Should be fixed now.
> let testExpand s = map Language.Bash.Pretty.prettyText $ Language.Bash.Expand.braceExpand (case Text.Parsec.parse Language.Bash.Parse.Word.word "" s of Right w -> w)
> testExpand "{a,b}"
["a","b"]
> testExpand "{{a,b}"
["{a","{b"]
> testExpand "{a\\{,b\\,c}"
["a\\{","b\\,c"]
While that one's now fixed, it looks like there's more cases that don't work.
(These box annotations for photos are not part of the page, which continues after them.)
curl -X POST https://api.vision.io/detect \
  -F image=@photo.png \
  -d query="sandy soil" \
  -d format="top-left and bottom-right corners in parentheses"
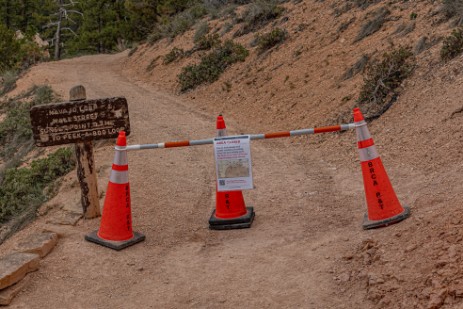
top-left (2, 1), bottom-right (463, 309)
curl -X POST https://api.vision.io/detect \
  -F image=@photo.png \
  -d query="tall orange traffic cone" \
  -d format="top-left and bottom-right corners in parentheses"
top-left (354, 108), bottom-right (410, 229)
top-left (209, 115), bottom-right (255, 230)
top-left (85, 131), bottom-right (145, 250)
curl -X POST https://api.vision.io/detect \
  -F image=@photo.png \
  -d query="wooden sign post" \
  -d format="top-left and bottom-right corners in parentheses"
top-left (30, 85), bottom-right (130, 218)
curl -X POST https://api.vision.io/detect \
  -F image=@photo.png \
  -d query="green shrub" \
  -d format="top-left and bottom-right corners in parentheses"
top-left (162, 47), bottom-right (185, 65)
top-left (358, 47), bottom-right (415, 118)
top-left (178, 40), bottom-right (249, 92)
top-left (442, 0), bottom-right (463, 24)
top-left (354, 7), bottom-right (391, 43)
top-left (193, 22), bottom-right (210, 43)
top-left (440, 28), bottom-right (463, 61)
top-left (0, 86), bottom-right (55, 158)
top-left (234, 0), bottom-right (285, 37)
top-left (195, 33), bottom-right (222, 50)
top-left (128, 46), bottom-right (138, 57)
top-left (256, 28), bottom-right (288, 54)
top-left (0, 148), bottom-right (75, 223)
top-left (0, 23), bottom-right (20, 73)
top-left (0, 71), bottom-right (18, 96)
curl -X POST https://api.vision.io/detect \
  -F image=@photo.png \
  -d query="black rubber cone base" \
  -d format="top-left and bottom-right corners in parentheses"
top-left (85, 231), bottom-right (145, 251)
top-left (363, 206), bottom-right (410, 230)
top-left (209, 207), bottom-right (255, 230)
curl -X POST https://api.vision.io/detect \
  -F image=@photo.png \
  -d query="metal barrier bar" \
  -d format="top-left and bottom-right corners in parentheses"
top-left (127, 123), bottom-right (356, 150)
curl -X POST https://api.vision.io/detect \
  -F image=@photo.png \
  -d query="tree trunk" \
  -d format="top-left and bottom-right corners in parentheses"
top-left (55, 7), bottom-right (62, 60)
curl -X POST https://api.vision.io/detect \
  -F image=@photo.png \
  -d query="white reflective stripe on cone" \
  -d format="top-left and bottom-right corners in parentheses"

I spent an embarrassingly long time trying to implement a parser for this myself--the grammar is so hideous that the easiest way to get a working clone might very well be to directly translate bash's imperative mess.
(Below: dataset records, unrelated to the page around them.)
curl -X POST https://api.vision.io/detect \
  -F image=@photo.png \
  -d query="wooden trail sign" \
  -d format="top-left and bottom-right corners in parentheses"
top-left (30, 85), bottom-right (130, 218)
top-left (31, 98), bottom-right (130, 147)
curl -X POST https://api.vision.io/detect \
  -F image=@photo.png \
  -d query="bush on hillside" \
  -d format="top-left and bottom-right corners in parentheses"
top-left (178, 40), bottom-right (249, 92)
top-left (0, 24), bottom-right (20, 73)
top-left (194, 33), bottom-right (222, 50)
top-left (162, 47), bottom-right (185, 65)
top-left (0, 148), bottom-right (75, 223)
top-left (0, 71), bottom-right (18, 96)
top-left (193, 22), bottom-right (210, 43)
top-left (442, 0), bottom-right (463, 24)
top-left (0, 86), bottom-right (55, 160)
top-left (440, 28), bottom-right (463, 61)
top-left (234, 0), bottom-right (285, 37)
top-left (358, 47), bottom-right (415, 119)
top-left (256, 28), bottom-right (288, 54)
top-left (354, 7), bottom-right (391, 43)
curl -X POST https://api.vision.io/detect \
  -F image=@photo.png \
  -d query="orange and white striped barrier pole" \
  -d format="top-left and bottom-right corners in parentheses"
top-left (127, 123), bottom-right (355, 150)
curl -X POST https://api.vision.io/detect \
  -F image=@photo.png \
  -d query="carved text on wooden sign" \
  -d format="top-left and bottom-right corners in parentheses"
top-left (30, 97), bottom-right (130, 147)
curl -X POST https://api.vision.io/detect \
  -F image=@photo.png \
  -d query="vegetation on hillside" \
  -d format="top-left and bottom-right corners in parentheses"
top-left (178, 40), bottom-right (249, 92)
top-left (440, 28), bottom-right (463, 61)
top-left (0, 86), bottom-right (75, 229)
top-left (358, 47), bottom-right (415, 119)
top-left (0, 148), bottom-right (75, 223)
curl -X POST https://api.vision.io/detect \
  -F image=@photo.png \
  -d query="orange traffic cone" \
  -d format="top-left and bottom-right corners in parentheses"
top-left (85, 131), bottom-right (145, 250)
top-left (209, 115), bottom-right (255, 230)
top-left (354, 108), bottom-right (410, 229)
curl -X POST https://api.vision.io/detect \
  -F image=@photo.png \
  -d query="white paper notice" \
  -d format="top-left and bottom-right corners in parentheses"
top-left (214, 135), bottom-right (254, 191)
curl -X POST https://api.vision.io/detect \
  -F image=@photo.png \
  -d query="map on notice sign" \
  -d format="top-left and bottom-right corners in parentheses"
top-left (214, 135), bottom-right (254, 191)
I barely speak Haskell, but here's some QuickCheck code to exercise the brace expander. (I originally wrote this in F# with FsCheck and then had to figure out how to translate it.)
import System.Process (readProcess)
import Text.Regex (subRegex)
import Text.Regex.TDFA (makeRegex, match)
import Test.QuickCheck
import Test.QuickCheck.Monadic (assert, monadicIO, run)
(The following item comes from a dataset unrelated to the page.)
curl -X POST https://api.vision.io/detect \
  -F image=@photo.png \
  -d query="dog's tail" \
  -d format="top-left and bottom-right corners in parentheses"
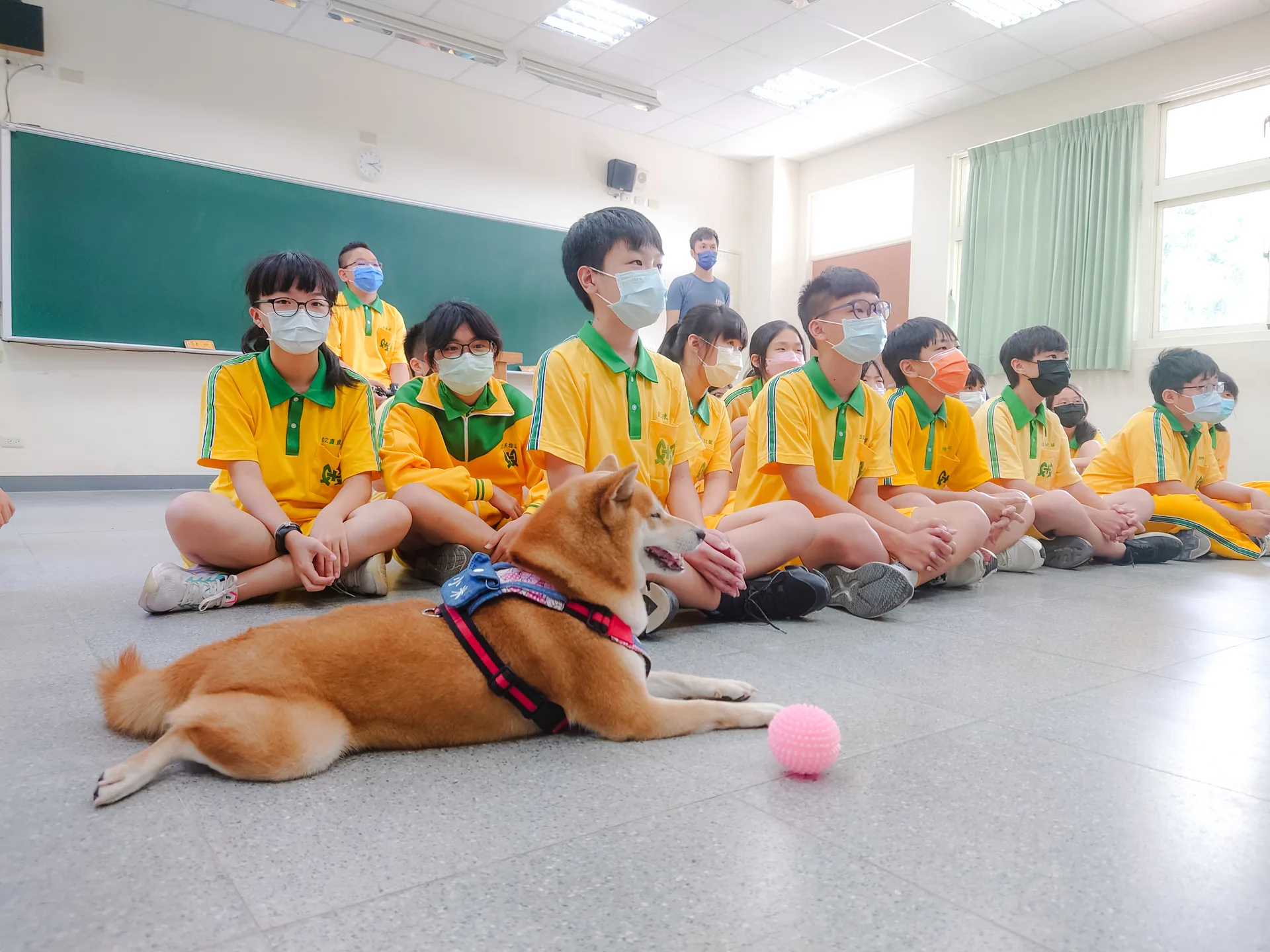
top-left (97, 645), bottom-right (192, 740)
import Language.Bash.Expand (braceExpand)
import Language.Bash.Parse.Word (word)
import Language.Bash.Pretty (prettyText)
import Text.Parsec (parse)
testExpand :: String -> [String]
testExpand s =
map prettyText $ braceExpand (case parse word "" s of Right w -> w)
charset :: Gen String
charset = elements strs
where
strs = ["", ",", "\\{", "\\}", "\\,", "\\ "] ++
map (:[]) ['a'..'z']
junk :: Int -> Gen String
junk sz = do
xs <- resize sz $ listOf1 charset
return $ foldr (++) "" xs
maybeBraced :: Gen String
maybeBraced = do
s <- junk 10
frequency [(5, braced s),
(1, llbraced s),
(1, lrbraced s),
(1, rlbraced s),
(1, rrbraced s),
(1, str_only s)]
where
braced s = return $ "{" ++ s ++ "}"
llbraced s = return $ "{" ++ s
lrbraced s = return $ "}" ++ s
rlbraced s = return $ s ++ "{"
rrbraced s = return $ s ++ "}"
str_only = return
maybeStr :: Gen String
maybeStr = oneof [blank, maybeBraced]
where
blank = return ""
braceExpr :: Gen String
braceExpr = sized braceExpr'
where
braceExpr' 0 = maybeStr
braceExpr' n
| n > 0 = do
x <- braceExpr' $ n `quot` 2
y <- braceExpr' $ n `quot` 2
return $ x ++ y
| otherwise = error "wao"
expandWithBash :: String -> IO String
expandWithBash str = do
expn <- readProcess "/bin/bash" ["-c", "echo " ++ str] ""
return $ filter (\x -> x /= '\r' && x /= '\n') expn
prop_expandsLikeBash :: String -> Property
prop_expandsLikeBash str = monadicIO test
where
re = makeRegex "\\\\(.)"
test = do
bash <- run $ expandWithBash str
let expn = testExpand str
joined = unwords expn
m = match re joined
check = if m then subRegex re joined "\\1" else joined
run $ putStrLn bash
run $ putStrLn check
assert $ bash == check
main :: IO ()
main = quickCheck $ forAll braceExpr prop_expandsLikeBash
I'm still working, and I've gotten pretty close. I've switched from using Parsec to a Word -> [(a, Word)]
type parser, and the problem is getting the parses in the right order to the one we want comes first.
For reference, bash's algorithm is here, though reading it may result more in confusion than in enlightenment.
/* We ignore an open brace surrounded by whitespace, and also
an open brace followed immediately by a close brace preceded
by whitespace. */
This is exactly what I needed. Thanks!
Since the bash expansion algorithm knows about quoting and escaping, this would need to be made aware of those too. (It's really ugly...)